Halaman

Rabu, 21 Agustus 2013

Sastra Bumi

Sudah lama tidak mendengar kata itu :)

Sambil menikmati semangkok sop kambing diikuti sebatang kretek, saya tersenyum membaca mention teman-teman seangkatan di geofisika reservoar UI, intinya mengucapkan selamat pada seorang kawan yang berulang tahun. Kemudian sang ultah-boy (man?? :p ) membalas, 'terimakasih banyak teman-teman satra bumi'. Begitulah angkatan kami menyebut program studi kami kala itu. 

Iya, bagi saya pribadi begitulah ungkapan yang paling tepat :)

Memahami bumi, belajar ilmu kebumian tidak ubah seperti menikmati sastra. Interpretasi gelombang suara yang direkam di permukaan adalah puisi ibu bumi yang kami nikmati, lalu kami coba mengerti semampu kami melalui hukum-hukum fisika yang diterjemahlan dengan bahasa matematika. Bagaimana lempeng bergerak karena arus konveksi dan pertemuan diantara nya melahirkan akumulasi energi yang terlepas sebagai gempa adalah roman yang kadang berakhir tragedi saat manusia tidak bersiap atas segalanya. Inversi sumber gempa dari pengamatan geodetik rasanya tidak ubah seperti membaca prosa rumi atau syair gibran yang jauh lebih dalam dari pada yang terlihat semestinya.
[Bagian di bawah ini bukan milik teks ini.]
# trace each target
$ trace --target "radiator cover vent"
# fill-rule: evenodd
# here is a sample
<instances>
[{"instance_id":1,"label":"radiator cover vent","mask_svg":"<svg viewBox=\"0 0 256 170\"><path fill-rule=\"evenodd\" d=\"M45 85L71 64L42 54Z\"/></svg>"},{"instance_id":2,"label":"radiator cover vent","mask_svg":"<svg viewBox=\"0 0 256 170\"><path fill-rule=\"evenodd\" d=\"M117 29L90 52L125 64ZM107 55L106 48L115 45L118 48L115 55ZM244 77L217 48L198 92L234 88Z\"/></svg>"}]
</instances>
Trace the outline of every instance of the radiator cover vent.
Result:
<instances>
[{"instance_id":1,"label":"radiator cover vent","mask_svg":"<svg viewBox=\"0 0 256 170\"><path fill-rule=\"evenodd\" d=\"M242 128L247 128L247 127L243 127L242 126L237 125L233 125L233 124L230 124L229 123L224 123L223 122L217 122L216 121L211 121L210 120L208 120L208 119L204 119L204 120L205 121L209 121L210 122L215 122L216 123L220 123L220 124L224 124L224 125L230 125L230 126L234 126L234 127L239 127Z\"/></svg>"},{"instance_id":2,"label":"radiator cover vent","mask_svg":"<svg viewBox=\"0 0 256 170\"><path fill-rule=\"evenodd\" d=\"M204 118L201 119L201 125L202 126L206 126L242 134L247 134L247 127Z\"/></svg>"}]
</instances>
Gores, patahan dan lipatan serta kandungan mineral batuan bercerita tentang perjalanan nya serupa kerutan pada wajah yang di tempa usia.

Ah, begitulah... Aku sendiri rasanya tidak layak menyandang sebutan scientist, tapi setidaknya kami sangat menikmati apa yang kami coba mengerti dan bagaimana cara kami mencoba memahami bumi. 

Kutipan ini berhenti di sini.